Among the specifically disqualifying medical conditions found in FAR Part 67, an “established medical history or clinical diagnosis” of any of the six cardiac pathologies requires an authorization for special issuance, which is a discretionary, time-limited medical certification. They include: myocardial infarction; angina pectoris (chest pain associated with underlying coronary heart disease); coronary heart disease that has required treatment, or, if untreated, that has been symptomatic or clinically significant; cardiac valve replacement; permanent cardiac pacemaker implantation; heart “replacement.”
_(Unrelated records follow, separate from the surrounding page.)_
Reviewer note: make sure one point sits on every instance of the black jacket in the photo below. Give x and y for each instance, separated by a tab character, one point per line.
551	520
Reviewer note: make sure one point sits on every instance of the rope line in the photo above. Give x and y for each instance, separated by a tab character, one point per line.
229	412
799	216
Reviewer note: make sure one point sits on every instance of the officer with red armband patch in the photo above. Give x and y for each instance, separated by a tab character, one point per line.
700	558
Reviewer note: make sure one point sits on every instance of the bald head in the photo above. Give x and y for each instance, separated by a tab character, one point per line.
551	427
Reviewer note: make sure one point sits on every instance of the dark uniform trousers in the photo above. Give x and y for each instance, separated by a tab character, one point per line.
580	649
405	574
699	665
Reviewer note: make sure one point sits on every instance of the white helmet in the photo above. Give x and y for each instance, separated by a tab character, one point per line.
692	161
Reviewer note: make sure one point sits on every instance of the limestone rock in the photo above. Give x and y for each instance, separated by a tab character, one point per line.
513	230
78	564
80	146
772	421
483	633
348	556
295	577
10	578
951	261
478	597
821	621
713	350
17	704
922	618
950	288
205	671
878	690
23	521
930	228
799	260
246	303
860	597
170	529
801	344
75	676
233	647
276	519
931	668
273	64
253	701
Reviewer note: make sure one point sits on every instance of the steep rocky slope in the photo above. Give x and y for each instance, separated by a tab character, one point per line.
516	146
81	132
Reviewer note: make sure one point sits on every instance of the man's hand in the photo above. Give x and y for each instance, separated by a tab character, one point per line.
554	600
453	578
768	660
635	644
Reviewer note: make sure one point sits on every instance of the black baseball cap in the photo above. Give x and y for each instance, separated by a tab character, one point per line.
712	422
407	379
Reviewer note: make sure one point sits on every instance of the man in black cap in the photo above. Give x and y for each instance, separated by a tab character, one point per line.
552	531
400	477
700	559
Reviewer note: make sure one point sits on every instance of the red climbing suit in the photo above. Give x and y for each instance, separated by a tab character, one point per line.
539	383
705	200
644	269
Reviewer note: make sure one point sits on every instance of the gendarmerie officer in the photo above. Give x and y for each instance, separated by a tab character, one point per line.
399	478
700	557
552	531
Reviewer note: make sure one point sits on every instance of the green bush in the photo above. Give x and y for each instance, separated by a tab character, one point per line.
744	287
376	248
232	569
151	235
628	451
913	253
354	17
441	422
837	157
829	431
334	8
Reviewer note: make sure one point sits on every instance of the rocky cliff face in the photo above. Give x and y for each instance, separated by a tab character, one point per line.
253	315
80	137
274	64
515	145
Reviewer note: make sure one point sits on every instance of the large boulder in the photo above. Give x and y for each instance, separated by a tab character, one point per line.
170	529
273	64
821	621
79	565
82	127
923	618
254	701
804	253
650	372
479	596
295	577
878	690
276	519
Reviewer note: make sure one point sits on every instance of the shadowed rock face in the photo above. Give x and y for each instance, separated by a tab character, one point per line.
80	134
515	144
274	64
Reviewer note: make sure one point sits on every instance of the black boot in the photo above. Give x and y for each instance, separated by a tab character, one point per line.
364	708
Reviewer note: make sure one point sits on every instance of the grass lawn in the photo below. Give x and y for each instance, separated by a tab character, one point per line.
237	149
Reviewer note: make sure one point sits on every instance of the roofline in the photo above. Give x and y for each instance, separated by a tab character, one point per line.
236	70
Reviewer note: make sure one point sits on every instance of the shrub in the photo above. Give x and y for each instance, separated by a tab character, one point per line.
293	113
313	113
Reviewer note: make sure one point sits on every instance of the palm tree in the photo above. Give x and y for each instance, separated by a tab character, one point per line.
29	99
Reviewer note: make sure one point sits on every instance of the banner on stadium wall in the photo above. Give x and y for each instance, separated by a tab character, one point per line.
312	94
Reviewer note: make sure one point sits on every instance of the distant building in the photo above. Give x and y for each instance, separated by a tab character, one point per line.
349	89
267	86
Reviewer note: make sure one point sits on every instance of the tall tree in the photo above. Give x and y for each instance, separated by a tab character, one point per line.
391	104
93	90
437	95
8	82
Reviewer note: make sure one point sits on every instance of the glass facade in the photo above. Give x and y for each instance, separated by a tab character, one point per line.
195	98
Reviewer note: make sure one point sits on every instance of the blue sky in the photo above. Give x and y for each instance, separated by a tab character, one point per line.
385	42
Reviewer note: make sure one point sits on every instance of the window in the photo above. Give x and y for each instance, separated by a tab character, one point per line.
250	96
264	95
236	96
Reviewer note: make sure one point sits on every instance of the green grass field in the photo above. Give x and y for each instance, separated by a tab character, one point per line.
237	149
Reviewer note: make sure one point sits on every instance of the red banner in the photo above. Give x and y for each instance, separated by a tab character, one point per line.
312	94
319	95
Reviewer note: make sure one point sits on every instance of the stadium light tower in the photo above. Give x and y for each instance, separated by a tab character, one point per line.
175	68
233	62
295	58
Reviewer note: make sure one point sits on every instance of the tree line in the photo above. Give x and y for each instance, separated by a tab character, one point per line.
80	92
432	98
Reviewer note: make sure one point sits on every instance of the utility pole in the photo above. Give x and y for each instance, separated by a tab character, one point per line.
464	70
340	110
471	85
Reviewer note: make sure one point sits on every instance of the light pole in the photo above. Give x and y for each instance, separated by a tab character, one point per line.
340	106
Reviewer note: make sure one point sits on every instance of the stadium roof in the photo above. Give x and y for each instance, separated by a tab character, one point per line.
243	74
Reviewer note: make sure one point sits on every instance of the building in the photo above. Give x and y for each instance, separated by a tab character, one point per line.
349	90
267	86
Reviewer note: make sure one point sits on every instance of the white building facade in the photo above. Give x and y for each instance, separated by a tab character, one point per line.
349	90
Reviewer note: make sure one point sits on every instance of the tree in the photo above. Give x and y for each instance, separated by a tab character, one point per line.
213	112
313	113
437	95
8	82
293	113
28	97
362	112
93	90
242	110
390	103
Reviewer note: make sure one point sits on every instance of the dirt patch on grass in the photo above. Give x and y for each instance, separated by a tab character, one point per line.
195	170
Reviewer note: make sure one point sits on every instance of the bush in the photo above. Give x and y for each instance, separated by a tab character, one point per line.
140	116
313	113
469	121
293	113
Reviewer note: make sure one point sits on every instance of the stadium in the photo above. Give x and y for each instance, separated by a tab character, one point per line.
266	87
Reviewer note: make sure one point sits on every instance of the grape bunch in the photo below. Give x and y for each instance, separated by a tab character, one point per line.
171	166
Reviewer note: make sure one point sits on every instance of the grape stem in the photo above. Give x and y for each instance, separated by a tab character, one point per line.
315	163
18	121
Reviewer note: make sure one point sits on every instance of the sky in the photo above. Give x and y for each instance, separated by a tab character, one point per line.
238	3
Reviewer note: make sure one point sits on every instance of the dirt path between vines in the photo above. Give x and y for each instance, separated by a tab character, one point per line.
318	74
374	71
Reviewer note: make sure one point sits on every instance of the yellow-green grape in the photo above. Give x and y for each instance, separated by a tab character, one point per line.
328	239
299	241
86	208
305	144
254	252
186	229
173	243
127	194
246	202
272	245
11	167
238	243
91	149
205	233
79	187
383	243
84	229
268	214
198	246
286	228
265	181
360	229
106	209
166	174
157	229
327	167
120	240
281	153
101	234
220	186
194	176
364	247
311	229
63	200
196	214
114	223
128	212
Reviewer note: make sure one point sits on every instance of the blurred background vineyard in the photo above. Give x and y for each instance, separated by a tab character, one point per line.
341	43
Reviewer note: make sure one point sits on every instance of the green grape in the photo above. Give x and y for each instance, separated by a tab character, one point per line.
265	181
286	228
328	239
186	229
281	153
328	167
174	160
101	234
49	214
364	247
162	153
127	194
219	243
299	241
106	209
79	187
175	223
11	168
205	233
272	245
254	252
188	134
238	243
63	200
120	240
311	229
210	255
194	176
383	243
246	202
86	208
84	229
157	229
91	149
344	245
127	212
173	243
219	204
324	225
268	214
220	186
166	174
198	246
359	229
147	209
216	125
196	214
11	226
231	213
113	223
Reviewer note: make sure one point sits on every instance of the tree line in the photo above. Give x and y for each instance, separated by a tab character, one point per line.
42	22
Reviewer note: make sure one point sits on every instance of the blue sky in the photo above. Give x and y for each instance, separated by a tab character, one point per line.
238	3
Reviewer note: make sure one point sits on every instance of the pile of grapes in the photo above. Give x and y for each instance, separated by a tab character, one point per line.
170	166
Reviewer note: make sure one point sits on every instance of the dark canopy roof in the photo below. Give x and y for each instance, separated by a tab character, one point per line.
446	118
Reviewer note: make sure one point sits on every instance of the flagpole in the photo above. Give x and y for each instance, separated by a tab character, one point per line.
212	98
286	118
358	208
The medical records and testing review for most of these cardiac histories require hospitalization records including admission history and physical exam, preoperative diagnostic testing results, imaging studies such as coronary angiography, any reports of surgical procedures, and the discharge summary. That is the historical information that doesn’t change.
The other important part is the current diagnostic testing conducted post-operatively to assess how you’re doing as a result of the corrective fixes. The FAA wants a “maximal” exercise stress test defined by reaching the maximum predicted heart rate (220 minus your age) or at least 85 percent of the predicted maximum calculation. Nine minutes is the standard protocol—a stress test of three stages of three minutes each, with an increasing treadmill speed and incline for each stage. (After age 70, the minimum duration is six minutes.) A 24-hour ambulatory heart monitor and an echocardiogram make up the baseline cardiac testing.
The FAA will pay attention to your stress test results. If the stress ECG is positive for a condition called ischemia, meaning the heart muscle isn’t getting an adequate blood flow during exercise stress, certification will likely be denied. The presence of arrhythmias—and there are all kinds of cardiac arrhythmias—may also be problematic.
An echocardiogram captures dimensional performance data on the heart, as well as structural viability of the heart valves that control the one-way flow of blood into the aorta. A key performance value is the ejection fraction (EF), the volume of blood that is pumped out of the left ventricle with each contraction. A normal EF is about 50 percent or more, and the FAA looks at a minimum of 40 percent as a base for medical certification purpose.